C'est d'ailleurs grâce à cet espoir partagé , celui de la révolution syrienne, que nos chemins d'antiracistes ont croisé celui de Marie Peltier. Jusqu'en Europe, la révolution syrienne a fait des vagues, des vaguelettes, plutôt puisque la force de l'antisémitisme et de l'islamophobie, la force des réseaux pro-Assad et pro-Poutine, comme celle de l'extrême-droite raciste ont empêché que cette révolution soit massivement vue comme un espoir. Mais tout de même, ici et là se sont justement croisés des gens venus d'horizons politiques différents, tous persuadés que quelque chose se jouait en Syrie, quelque chose d'inédit et de formidable, contre une dictature impitoyable.
Il faut un espoir pour lutter contre les marchands de désespoir. Il faut bien que la solidarité s'incarne quelque part, pour que partout, émerge la force de créer des fronts communs contre la haine.

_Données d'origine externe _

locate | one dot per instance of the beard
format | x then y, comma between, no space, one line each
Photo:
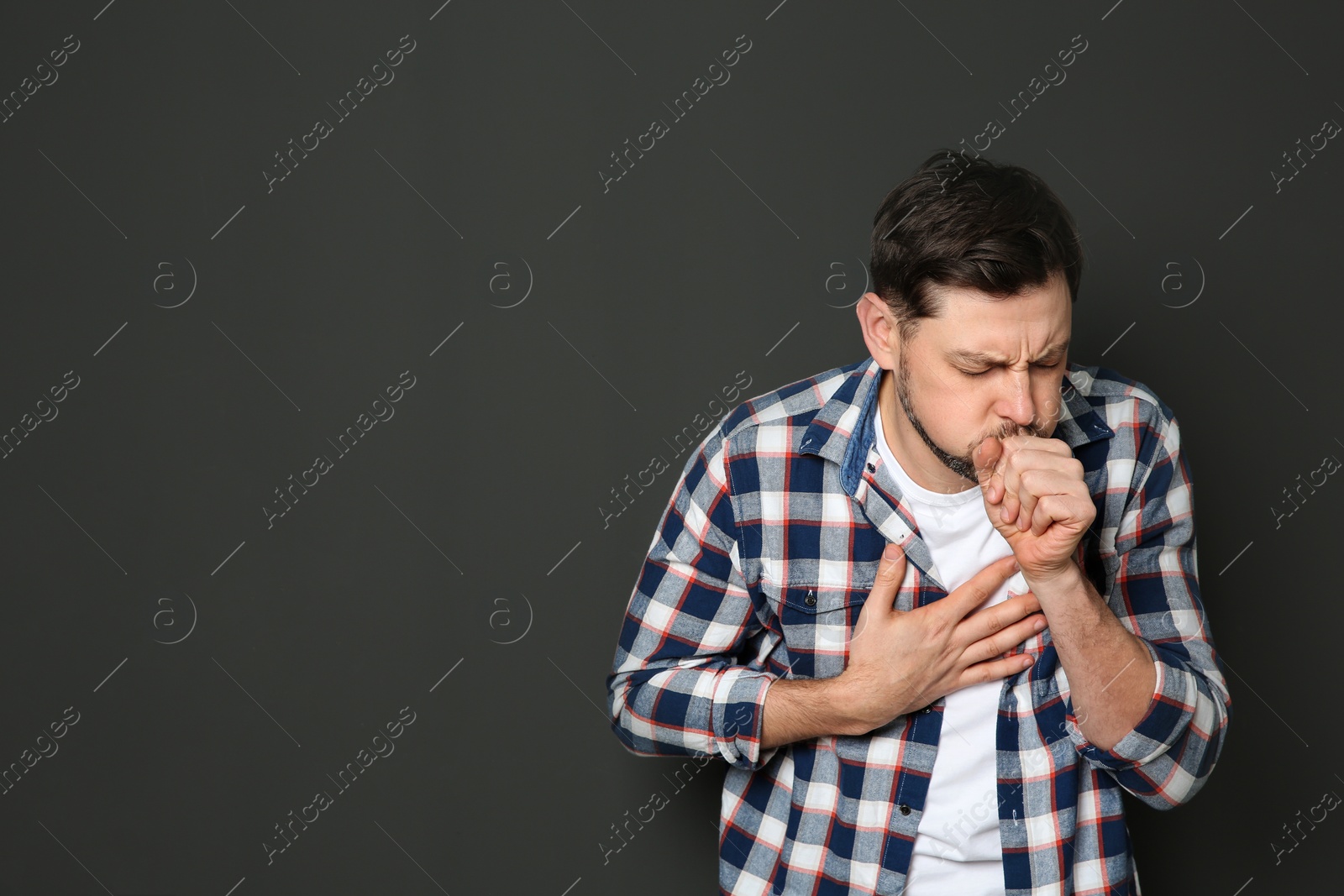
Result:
960,464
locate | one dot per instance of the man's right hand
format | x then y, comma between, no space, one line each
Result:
900,661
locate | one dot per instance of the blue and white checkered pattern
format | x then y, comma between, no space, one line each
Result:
759,570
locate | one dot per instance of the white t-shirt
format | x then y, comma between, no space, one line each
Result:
958,848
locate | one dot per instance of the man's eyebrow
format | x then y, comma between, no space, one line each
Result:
969,356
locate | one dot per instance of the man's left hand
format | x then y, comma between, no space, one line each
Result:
1037,499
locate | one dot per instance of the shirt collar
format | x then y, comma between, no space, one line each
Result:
850,410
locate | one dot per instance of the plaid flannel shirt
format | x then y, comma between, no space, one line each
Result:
759,570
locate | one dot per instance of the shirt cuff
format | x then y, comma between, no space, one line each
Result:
1169,711
738,714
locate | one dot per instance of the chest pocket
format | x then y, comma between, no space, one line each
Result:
817,622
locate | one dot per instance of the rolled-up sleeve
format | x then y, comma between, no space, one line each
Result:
1168,757
679,684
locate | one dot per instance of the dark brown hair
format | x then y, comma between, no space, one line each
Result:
969,223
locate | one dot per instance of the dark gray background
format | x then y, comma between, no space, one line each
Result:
472,517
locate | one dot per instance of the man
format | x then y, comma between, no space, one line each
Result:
964,718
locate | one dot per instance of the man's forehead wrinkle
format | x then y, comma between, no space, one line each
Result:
974,355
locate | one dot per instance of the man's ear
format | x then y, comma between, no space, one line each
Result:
878,332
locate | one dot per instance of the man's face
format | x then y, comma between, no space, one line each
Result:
983,367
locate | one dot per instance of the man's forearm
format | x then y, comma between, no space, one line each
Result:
1110,673
803,708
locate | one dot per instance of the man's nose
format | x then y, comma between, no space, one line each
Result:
1019,406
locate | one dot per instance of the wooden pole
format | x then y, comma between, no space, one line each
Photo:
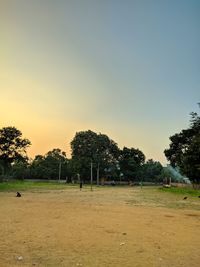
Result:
91,178
98,175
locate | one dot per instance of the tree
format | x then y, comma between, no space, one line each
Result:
47,166
184,150
87,147
130,162
151,171
12,147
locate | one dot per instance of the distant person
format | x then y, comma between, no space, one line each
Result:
18,194
81,185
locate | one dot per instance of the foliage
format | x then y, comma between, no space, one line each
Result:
47,166
87,147
28,185
12,147
131,161
184,150
152,171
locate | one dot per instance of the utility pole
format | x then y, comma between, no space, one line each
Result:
98,175
91,181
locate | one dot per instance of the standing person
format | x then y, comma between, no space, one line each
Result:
81,185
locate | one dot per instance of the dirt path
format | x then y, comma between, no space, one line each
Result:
106,227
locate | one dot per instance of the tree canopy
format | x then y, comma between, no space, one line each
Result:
12,147
184,150
87,147
130,161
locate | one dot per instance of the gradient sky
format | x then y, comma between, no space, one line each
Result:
128,69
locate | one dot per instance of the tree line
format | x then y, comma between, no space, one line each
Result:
88,149
108,161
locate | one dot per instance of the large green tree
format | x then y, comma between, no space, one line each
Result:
131,161
47,166
184,150
12,147
151,171
87,147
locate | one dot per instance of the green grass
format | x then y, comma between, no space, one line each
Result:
28,185
181,191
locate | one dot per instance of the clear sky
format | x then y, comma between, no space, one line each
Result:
129,69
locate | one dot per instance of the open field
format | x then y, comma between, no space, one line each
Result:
107,227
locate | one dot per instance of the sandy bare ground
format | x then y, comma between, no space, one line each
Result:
106,227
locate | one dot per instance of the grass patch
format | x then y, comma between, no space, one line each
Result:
181,191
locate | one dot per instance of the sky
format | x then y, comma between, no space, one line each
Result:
128,69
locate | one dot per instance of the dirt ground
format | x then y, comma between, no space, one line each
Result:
106,227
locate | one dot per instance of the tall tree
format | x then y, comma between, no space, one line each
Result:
151,171
47,166
87,147
12,147
184,150
131,160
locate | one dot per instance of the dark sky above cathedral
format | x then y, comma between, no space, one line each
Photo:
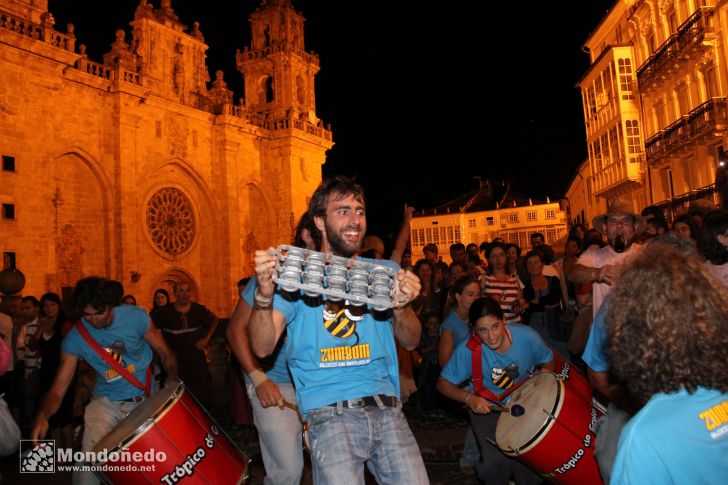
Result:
421,96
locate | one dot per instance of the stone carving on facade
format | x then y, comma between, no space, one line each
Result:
69,251
170,221
196,32
120,54
177,135
666,5
249,249
645,26
219,94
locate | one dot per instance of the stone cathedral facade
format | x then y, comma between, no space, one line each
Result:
141,167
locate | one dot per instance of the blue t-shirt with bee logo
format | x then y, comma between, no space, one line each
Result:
124,341
500,371
338,352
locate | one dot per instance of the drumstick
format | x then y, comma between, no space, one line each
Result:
515,410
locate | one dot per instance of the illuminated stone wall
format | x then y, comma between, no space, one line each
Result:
139,168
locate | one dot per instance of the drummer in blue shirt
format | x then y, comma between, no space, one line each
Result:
509,354
668,332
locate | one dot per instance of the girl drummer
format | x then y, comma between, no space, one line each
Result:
509,354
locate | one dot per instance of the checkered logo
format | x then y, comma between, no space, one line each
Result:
38,458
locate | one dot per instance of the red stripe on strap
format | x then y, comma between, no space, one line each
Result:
113,363
476,350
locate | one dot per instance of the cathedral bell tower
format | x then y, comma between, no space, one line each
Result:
278,72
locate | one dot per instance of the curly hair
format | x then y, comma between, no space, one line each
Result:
668,324
97,292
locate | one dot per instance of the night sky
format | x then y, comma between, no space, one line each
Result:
422,96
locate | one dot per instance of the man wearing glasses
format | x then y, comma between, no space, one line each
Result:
343,358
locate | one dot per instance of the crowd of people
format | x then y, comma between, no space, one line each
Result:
638,306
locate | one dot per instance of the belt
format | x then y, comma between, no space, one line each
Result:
387,401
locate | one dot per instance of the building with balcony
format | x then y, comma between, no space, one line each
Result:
484,215
141,168
654,102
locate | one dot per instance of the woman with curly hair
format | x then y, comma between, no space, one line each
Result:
668,333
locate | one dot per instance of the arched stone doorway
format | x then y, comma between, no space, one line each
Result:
171,277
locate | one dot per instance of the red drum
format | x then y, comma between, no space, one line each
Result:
168,439
555,436
574,379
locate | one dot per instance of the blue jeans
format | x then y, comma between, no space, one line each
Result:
100,417
609,429
343,439
279,433
471,453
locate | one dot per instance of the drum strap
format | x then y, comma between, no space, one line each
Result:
114,363
476,350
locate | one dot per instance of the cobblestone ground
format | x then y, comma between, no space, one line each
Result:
440,437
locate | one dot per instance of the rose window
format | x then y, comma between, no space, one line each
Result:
171,220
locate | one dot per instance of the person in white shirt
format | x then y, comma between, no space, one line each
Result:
600,266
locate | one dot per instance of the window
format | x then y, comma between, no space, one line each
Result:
710,83
8,260
269,95
8,211
683,100
625,78
8,163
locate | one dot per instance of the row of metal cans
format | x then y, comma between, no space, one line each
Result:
338,278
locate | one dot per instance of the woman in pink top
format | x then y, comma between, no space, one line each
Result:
506,289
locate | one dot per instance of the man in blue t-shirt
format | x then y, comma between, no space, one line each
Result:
126,333
343,358
269,384
509,355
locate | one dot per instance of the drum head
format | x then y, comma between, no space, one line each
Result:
140,418
540,396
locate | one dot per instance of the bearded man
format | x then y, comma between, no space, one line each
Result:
347,382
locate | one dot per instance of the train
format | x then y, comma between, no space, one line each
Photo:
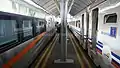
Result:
98,30
16,29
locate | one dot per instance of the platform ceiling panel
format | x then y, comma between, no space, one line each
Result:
52,5
79,5
48,5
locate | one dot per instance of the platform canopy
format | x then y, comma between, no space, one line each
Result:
53,6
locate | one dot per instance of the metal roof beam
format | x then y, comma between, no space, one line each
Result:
57,5
71,6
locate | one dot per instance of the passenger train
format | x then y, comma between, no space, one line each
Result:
98,29
16,29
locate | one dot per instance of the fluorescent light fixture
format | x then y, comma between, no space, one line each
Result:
32,3
110,7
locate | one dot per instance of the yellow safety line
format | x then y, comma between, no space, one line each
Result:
79,59
82,54
46,59
44,54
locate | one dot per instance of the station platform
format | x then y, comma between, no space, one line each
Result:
53,52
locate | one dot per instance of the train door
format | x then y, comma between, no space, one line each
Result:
94,27
82,29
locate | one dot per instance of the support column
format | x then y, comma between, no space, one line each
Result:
63,14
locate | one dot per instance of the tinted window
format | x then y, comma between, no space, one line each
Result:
110,18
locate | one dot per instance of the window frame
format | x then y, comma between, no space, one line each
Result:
111,14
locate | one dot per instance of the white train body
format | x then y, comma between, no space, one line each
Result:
105,34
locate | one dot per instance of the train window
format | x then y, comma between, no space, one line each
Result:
40,23
27,23
110,18
2,27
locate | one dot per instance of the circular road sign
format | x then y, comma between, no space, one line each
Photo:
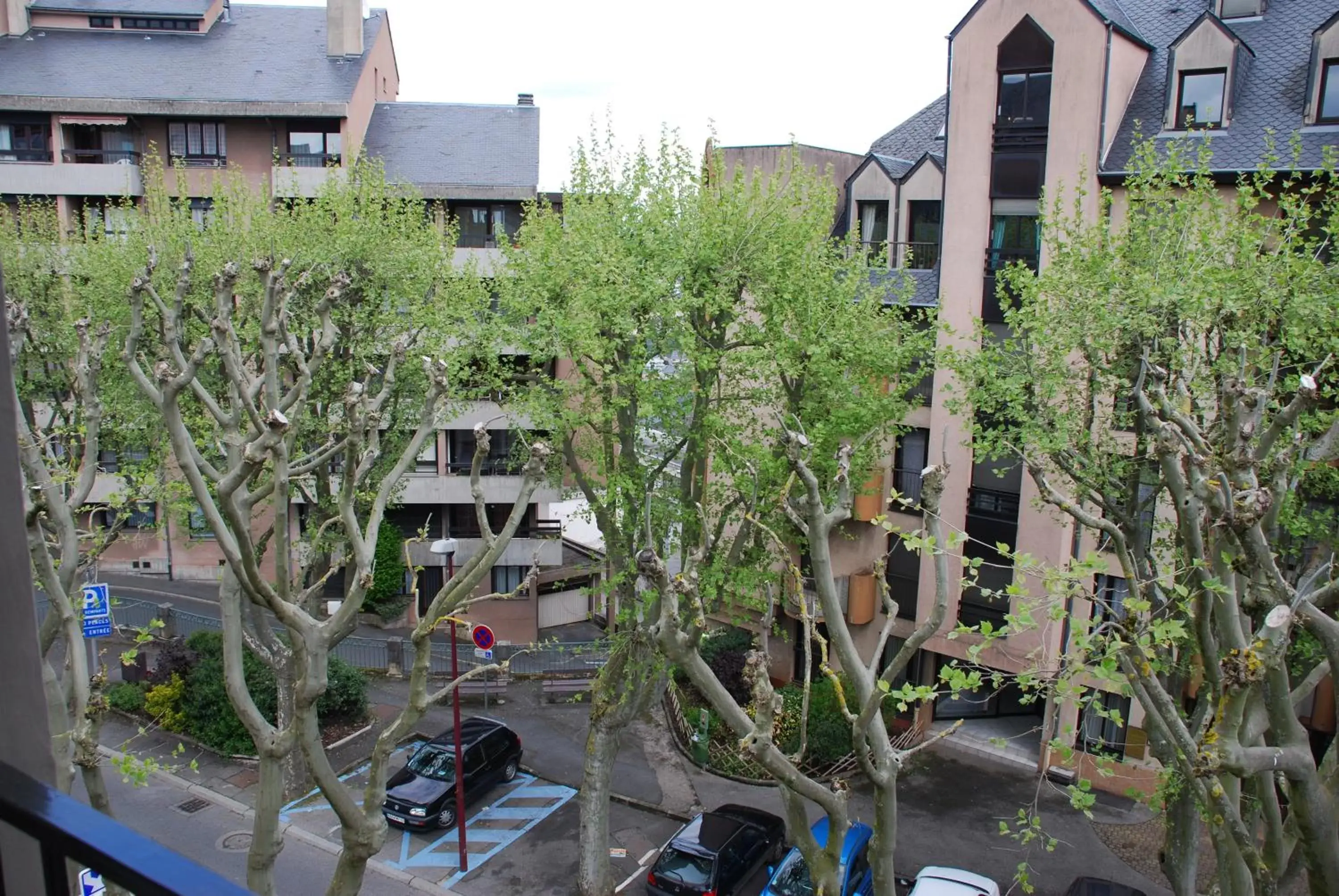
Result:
482,637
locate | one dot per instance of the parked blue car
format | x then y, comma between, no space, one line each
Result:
792,875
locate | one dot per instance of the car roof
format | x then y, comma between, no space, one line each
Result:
711,831
935,880
472,732
856,838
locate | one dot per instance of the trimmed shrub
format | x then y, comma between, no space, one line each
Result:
126,697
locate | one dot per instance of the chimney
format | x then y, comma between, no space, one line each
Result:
343,27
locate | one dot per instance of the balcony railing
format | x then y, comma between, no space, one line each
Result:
990,503
993,308
101,157
908,484
67,830
310,160
200,161
26,156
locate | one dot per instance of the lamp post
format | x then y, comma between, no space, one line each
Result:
448,547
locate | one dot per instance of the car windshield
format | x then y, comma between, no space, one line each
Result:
686,868
433,763
793,878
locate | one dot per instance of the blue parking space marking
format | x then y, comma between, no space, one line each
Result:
442,852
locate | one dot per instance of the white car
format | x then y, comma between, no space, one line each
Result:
952,882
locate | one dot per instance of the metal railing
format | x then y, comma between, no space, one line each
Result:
101,157
990,503
26,156
69,831
908,484
310,160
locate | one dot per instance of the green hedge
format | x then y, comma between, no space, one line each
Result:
208,716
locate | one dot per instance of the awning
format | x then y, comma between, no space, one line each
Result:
94,120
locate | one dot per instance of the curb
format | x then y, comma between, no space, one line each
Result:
302,835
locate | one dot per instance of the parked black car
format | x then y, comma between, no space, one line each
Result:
717,852
422,795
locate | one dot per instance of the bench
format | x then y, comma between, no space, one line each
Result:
557,688
491,688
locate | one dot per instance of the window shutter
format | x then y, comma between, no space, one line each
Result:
177,138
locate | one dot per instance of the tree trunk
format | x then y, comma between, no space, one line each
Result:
886,839
1180,856
267,834
594,876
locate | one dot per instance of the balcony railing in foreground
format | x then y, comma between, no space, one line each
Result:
67,830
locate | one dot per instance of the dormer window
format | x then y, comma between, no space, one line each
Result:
1327,112
1240,8
1200,98
1204,66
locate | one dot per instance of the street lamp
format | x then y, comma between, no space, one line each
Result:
449,547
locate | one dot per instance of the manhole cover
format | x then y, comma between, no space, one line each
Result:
192,805
236,842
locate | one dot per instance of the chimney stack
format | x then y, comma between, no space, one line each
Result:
343,27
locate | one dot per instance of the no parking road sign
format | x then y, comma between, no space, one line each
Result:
482,637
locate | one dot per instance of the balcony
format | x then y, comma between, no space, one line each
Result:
308,160
908,484
997,260
811,598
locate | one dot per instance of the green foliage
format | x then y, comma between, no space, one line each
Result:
164,704
385,597
126,697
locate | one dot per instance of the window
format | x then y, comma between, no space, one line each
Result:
923,233
1329,108
1240,8
26,142
314,142
1200,98
197,144
426,461
482,224
1025,98
160,25
873,225
199,524
508,579
1105,736
1109,594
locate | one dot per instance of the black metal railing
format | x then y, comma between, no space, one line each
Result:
908,484
26,156
101,157
200,161
993,304
916,256
66,830
991,503
310,160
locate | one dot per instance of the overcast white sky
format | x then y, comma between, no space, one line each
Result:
828,74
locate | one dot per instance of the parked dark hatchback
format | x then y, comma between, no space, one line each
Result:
422,795
717,852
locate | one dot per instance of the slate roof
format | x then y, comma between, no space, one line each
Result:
1270,95
264,55
916,136
191,8
457,144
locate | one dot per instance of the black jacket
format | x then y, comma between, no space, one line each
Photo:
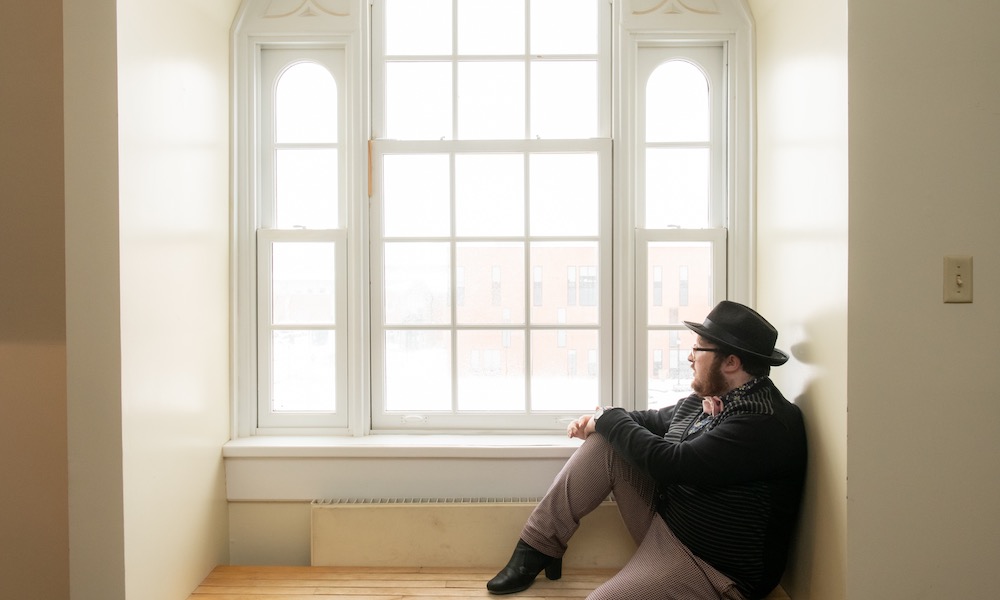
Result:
731,490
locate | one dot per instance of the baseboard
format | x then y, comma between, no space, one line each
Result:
478,534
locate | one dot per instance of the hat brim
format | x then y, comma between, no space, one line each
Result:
776,358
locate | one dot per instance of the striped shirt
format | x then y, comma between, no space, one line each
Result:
728,486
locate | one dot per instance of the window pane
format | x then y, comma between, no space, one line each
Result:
677,187
417,27
418,101
489,194
492,283
565,378
417,280
418,370
490,27
669,376
303,371
564,99
306,188
303,277
306,105
686,269
491,100
552,260
563,27
491,370
677,105
416,195
564,194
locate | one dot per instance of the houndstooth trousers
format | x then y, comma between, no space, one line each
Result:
662,568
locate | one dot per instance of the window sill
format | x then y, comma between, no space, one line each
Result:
301,469
402,446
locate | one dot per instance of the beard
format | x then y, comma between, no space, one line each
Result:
712,383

Une ligne de front, et pas seulement un triste constat, c'est ce que dessine l'ouvrage de Marie Peltier, et tout ce qui cherche le chemin non pas de la négation des fractures à l’œuvre, mais celle de leur réparation est précieux.
L'ère du complotisme, maladie d'une société fracturée, Marie Peltier aux éditions Les Petits Matins.